You could put death out of your mind and try to pretend that
you’re immortal. After all worrying about it isn’t going to change what’s going
to happen. Might as well carry on and just live your life?
Or I suppose you could face up to the inevitability of
death, and your lack of power to stop it, by living your life to the max,
drinking in all the experiences that life has to offer because you know that
your time may come at any moment.
But deep down I think most of us fear death. The majority of
human beings actually like living, and we like the experiences we have in life,
even if for periods we suffer pain or hardship. Even some of those who suffer
for most of their lives, I venture, are able to find comfort and enjoyment in
places, and live in the knowledge that it’s not supposed to be like this. So
even they live with at least a grain of hope that they may see better days. Death
brings an end to that enjoyment, and an end to all hope. And what is the point
of it if it has to end? We don’t want it to end.
And I think that’s because deep down we know that we are not
meant to die. We were made for more than to briefly appear on the world stage
and then disappear. There’s something that feels very wrong about death, as if
it shouldn’t be happening. We know that it comes to everyone eventually, and
yet we grieve – sometimes inconsolably – when those we love are taken, and the
thought of our own death makes us tetchy and anxious. If death were so normal,
then even the death of children should move us to little more than a
shoulder-shrug.
According to the Bible we were not made to die. We were made
to be perfect, and to experience perfection in God’s eternal presence forever.
And yet, because of sin and the consequences of it, under the judgment of God,
death is a reality. There is a very real sense in which all death is
premature. Just because most people die in their 80s doesn’t make them any less
unfortunate. God made human beings as immortal. Death only exists because God
had to take immortal earthly life away as a punishment.
The irony is that death is not only God’s punishment on sin
– His way of ensuring that those who reject His rule cannot share in His blessings
and His goodness forever. Death is also our only hope, because it is also God’s
way of giving new life.
First, since the whole of creation was put under a curse
because of the sin of human beings, death means that we need not be under this
curse for eternity.
Second, God’s rescue plan, His way of pulling human beings
out from the curse on sin, involved the death of His Son on a cross. Without
death there would be no sacrifice for the Son of God to make, no way of
bringing sin to an end with the finality of a punishment taken in our place.
Third, bodily death gives God the way of sweeping everything
from this life away and starting again. We can look forward to a New Heavens
and New Earth, into which God’s people will be brought with resurrected and
perfected bodies. We can be thankful for the hope of that resurrection, but it
wouldn’t be possible without death.
The difference with the New Creation is that only those who
are in Christ can be part of it, only those who have turned from the sin that
brought the curse, accepted the rule of God’s Christ, and live by faith in Him
in this life, those for whom Jesus made atonement.

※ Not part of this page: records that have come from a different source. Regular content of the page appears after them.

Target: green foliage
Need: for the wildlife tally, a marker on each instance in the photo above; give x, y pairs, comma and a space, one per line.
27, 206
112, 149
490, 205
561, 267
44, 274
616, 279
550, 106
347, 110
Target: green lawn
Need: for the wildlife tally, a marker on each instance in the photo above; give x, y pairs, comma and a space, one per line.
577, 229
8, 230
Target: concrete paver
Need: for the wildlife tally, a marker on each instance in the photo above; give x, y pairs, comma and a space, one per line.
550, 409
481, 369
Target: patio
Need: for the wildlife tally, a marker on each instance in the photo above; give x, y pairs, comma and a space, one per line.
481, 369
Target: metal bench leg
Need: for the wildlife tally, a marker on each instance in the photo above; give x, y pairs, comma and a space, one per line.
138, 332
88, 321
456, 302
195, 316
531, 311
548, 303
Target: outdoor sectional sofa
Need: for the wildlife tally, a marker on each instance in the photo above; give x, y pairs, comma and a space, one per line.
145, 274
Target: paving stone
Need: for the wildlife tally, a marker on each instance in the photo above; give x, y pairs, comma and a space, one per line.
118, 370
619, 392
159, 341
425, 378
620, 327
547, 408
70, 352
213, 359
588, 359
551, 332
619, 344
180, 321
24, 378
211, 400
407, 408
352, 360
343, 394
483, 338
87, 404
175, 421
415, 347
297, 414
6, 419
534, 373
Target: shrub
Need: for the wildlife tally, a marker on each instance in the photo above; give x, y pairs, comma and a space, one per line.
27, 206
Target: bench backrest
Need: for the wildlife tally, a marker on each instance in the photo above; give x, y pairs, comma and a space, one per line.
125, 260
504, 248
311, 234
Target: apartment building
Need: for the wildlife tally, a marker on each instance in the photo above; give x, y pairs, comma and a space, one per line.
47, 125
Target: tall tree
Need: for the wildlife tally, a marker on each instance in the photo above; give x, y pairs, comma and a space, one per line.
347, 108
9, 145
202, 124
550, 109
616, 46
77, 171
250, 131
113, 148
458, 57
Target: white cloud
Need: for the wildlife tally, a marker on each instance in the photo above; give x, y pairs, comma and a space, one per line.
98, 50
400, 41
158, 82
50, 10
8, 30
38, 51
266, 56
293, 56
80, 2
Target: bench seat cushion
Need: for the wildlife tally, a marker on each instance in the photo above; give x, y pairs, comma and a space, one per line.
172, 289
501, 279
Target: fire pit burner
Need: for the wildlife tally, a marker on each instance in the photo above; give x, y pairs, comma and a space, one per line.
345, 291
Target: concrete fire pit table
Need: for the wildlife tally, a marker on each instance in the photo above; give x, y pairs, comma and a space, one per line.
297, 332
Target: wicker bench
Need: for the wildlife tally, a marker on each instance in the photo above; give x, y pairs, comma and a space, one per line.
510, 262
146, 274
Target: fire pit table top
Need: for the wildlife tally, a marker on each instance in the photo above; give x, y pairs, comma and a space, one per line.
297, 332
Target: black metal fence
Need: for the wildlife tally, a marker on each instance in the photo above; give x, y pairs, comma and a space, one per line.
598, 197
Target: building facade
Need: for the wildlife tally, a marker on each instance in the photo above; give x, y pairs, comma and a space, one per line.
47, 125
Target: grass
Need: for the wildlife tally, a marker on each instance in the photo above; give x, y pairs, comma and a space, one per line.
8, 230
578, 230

So finally, death is a reminder to us, a message, if we will
listen, confronting us with a deadline. We cannot keep on acting like we are
the masters of our own destiny. Death tells us brutally that we’re not. We must face up to our mortality, and
accept Jesus Christ as our only way of salvation, before it’s too late. Without
Him, after death when there is no way back, we will be shut out from the
presence of God, from His blessings and His goodness. We will immortalise our
rejection of Him, and He will turn His back on us forever.
Sobering thoughts… at least I hope so.
In Final Destination
death always gets the victory. It always wins, and that’s what makes it so
scary. But for those who trust in Christ death is not victorious. The Bible
says, in speaking about the Resurrection, “Where, O death, is your victory? Where,
O death, is your sting?” (1 Corinthians 15:55). The ultimate victory over death
is that God uses death in bringing the hope of eternal life for those who trust
in Jesus. So perhaps Final Destination
is not all that realistic after all!